Solved: How do we extract multi-value fields from nested J...

att35 · ‎12-18-2023

Hi,

We are ingesting Azure NSG flow logs and visualizing them using app Microsoft Azure App for Splunk https://splunkbase.splunk.com/app/4882

Data is in JSON format with multiple levels/records in a single event. Each record can have multiple flows, flow tuples etc. Adding few screenshots here to give the context.

Default extractions for the main JSON fields look fine. But when it comes to values within the flow tuple field, i.e. records{}.properties.flows{}.flows{}.flowTuples{}, Splunk only keeps values from the very first entry.

How can I make these src_ip, dest_ip fields also get multiple values(across all records/flow tuples etc)

Splunk extracts values only from that first highlighted entry

Here is the extraction logic from this app.

[extract_tuple]
SOURCE_KEY = records{}.properties.flows{}.flows{}.flowTuples{}
DELIMS = ","
FIELDS = time,src_ip,dst_ip,src_port,dst_port,protocol,traffic_flow,traffic_result

Thanks,

dtburrows3 · ‎12-18-2023

yea unfortunately mvexpand can be memory intensive.

I would say limit your fieldset as much as possible before using it and see if that helps.

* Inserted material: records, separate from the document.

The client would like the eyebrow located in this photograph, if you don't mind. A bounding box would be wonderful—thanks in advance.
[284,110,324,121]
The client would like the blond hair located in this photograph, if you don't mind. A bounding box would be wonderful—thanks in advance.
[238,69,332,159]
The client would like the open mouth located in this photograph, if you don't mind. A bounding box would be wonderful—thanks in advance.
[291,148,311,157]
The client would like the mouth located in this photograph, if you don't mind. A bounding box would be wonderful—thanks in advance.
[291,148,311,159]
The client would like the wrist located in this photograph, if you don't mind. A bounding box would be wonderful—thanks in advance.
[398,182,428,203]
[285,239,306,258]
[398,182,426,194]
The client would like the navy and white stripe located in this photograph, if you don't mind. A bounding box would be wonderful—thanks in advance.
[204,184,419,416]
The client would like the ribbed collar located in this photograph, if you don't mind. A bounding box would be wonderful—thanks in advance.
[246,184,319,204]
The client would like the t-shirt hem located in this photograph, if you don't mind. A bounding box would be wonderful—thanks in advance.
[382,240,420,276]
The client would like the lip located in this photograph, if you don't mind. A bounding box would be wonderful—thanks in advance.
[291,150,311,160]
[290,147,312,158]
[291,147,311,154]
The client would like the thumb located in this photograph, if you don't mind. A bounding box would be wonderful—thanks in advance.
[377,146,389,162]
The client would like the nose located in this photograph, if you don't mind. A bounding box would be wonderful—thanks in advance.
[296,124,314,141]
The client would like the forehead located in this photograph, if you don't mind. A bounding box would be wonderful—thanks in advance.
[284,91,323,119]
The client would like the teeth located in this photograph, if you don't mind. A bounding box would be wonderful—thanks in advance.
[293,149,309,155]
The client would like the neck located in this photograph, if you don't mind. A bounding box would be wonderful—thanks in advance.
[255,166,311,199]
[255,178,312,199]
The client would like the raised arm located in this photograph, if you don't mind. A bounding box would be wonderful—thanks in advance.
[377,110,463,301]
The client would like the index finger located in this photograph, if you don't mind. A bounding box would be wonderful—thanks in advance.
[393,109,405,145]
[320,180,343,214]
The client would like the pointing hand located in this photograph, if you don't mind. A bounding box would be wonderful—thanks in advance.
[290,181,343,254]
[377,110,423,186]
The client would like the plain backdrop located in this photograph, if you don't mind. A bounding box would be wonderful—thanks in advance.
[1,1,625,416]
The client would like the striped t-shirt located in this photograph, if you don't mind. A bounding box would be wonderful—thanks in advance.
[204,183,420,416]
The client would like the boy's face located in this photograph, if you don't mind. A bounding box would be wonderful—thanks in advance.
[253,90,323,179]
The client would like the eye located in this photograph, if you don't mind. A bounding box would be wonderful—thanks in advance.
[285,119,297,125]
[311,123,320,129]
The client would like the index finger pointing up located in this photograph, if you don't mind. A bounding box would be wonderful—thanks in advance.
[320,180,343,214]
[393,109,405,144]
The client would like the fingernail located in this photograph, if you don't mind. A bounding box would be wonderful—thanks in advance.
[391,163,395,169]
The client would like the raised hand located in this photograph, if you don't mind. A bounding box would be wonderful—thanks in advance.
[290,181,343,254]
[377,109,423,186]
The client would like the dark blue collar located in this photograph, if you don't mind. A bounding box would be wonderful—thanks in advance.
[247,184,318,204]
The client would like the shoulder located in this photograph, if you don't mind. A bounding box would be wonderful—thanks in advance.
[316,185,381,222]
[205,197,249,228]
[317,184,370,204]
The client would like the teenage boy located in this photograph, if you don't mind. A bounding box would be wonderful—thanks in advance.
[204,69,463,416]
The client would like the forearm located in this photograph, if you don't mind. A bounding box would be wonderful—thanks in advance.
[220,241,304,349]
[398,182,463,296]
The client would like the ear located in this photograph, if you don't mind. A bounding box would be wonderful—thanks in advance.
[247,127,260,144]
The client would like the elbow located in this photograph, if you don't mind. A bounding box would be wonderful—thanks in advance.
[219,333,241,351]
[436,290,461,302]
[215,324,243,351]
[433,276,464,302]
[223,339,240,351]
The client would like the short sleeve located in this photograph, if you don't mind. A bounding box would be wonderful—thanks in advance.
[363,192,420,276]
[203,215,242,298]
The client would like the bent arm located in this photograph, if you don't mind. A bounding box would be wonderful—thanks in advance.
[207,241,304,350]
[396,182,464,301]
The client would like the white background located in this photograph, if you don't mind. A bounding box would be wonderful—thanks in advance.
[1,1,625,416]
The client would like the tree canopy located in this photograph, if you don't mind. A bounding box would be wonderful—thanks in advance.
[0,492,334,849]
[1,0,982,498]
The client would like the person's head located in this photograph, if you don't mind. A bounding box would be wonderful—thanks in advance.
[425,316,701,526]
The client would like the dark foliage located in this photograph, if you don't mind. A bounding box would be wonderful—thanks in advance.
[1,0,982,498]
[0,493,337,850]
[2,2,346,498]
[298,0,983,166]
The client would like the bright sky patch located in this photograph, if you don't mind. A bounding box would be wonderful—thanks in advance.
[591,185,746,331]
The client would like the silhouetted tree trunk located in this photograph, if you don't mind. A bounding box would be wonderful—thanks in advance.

It actually may work to just do a,

<base_search>
    | stats count by "records{}.properties.flows{}.flows{}.flowTuples{}"
    | eval 
        time=mvindex(split('records{}.properties.flows{}.flows{}.flowTuples{}', ","), 0),
        src_ip=mvindex(split('records{}.properties.flows{}.flows{}.flowTuples{}', ","), 1),
        dst_ip=mvindex(split('records{}.properties.flows{}.flows{}.flowTuples{}', ","), 2),
        src_port=mvindex(split('records{}.properties.flows{}.flows{}.flowTuples{}', ","), 3),
        dst_port=mvindex(split('records{}.properties.flows{}.flows{}.flowTuples{}', ","), 4),
        protocol=mvindex(split('records{}.properties.flows{}.flows{}.flowTuples{}', ","), 5),
        traffic_flow=mvindex(split('records{}.properties.flows{}.flows{}.flowTuples{}', ","), 6),
        traffic_result=mvindex(split('records{}.properties.flows{}.flows{}.flowTuples{}', ","), 7)
    | stats
        sum(count) as total
            by src_ip, dst_ip

this should tally up all the individual flow_tuples from events and then we can eval to split it out and then sum it all up by src, dest IP.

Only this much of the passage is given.